Time-Series Modeling of High-Resolution Radio Spectra
Abstract: We present a modeling technique to characterize high-resolution radio spectra based on ARIMA (AutoRegressive Integrated Moving Average) modeling from statistical time series analysis. ARIMA isolates the dependence of a spectrum's shape upon both its signal and structured noise components, making fewer assumptions about a spectrum's velocity structure than standard Gaussian component fitting, and is intended to serve as a complement to the latter. Structural dependence modeling can: improve summary moment calculations, provide alternative approaches to signal noise estimation (which can be modeled channel-wise if desired), and help characterize the provenance of any observed structure in a cube's spectra (as signal, structured noise, or white noise). ARIMA modeling is computationally lightweight, backed by statistical theory and, as a first step to an analytical pipeline, can inform further downstream tasks such as identifying when Gaussian component fitting is appropriate.

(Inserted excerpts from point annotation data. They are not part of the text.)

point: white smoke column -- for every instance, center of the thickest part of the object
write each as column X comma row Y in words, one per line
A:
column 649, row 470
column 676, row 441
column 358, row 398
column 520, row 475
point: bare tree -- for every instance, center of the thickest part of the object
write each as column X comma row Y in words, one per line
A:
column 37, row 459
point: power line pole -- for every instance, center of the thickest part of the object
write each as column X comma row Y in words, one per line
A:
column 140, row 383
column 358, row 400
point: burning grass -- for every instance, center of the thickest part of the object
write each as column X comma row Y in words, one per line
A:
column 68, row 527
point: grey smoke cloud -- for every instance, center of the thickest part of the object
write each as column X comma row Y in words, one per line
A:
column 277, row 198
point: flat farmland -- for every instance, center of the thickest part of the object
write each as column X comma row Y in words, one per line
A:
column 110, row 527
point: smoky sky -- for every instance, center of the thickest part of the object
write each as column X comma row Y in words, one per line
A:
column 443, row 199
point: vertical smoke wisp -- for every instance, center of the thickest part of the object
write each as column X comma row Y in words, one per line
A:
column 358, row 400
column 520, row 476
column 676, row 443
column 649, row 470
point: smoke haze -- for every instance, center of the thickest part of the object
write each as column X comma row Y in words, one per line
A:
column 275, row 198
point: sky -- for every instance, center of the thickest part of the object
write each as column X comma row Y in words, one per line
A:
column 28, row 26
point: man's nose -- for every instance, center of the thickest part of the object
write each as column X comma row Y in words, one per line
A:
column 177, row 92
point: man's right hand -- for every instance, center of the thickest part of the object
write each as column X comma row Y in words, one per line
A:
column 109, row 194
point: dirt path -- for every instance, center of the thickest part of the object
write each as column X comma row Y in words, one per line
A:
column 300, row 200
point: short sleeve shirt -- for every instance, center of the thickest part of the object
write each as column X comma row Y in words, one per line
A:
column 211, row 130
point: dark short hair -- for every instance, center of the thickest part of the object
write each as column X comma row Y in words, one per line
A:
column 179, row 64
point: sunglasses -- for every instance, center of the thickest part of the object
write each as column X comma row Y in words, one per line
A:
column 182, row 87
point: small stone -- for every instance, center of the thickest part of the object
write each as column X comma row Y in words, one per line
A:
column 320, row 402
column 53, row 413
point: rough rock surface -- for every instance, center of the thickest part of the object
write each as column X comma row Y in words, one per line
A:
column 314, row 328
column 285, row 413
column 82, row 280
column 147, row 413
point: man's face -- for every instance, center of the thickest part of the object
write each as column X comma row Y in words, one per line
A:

Speaker Bio: Josh Taylor is a Research Associate in the Oden Institute for Computational Engineering and Sciences at The University of Texas at Austin. His research advances unsupervised machine learning methods for use in unbiased, data-driven exploratory, summary, and inferential analysis of astrophysical data; in particular, of data arising from observations and simulations of the star formation process. Dr. Taylor received his PhD in statistics from Rice University.